Selama ini masyarakat terlanjur mempercayai media untuk
membangun opini publik. Dan selama ini pula, apa yang diusung di media selalu
menjadi trend di masyarakat baik itu soal bahasa, model pakaian, gaya hidup,
hingga bagaimana menentukan sikap terhadap koruptor, wakil rakyat, dan sikap politik.
Memilih pemimpin bangsa jelas menggunakan seluruh rasa dan sepenuh hati melalui
berbagai informasi yang benar, rekam jejak calon berdasarkan fakta-fakta, dan
analisis yang jujur serta mendalam. Unsur itu yang harusnya dilakukan media sebagai
pemberi informasi dan edukasi. Namun yang terjadi sekarang, media massa baik
cetak dan elektronik lebih sering mempertontonkan bentuk kekerasan yang jauh
dari etika.
Capres Jokowi –JK memaknai demokrasi adalah sesuatu yang
menggembirakan, ada juga yang mengatakan
demokrasi harusnya sesuatu yang sakral. Dan kaduanya tidak terjadi, kecuali
para pemilih awam yang jauh dari rasa dibimbing dan diayomi.

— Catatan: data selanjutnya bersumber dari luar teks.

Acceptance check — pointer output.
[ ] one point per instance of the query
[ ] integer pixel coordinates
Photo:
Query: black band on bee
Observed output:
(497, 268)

Semoga rakyat yang terbelakang-kan dan terdzalimi dalam
proses ini memiliki caranya sendiri, cara yang dibimbing akal sehat -- tak
hanya melihat yang tersurat, melainkan merasakan yang tersirat.
Bagi rakyat awam dan lemah, suara yang ia titipkan pada
pemilu adalah suara Tuhan. Suara yang mengharap perubahan lebih baik bagi agama
dan bangsa, bagi kemanusiaan. Karena demokrasi adalah sebuah perjalanan
spiritual yang suci dan agung.
Cikuya, 17 Juni 2014 [diposting di KabarJakarta.com]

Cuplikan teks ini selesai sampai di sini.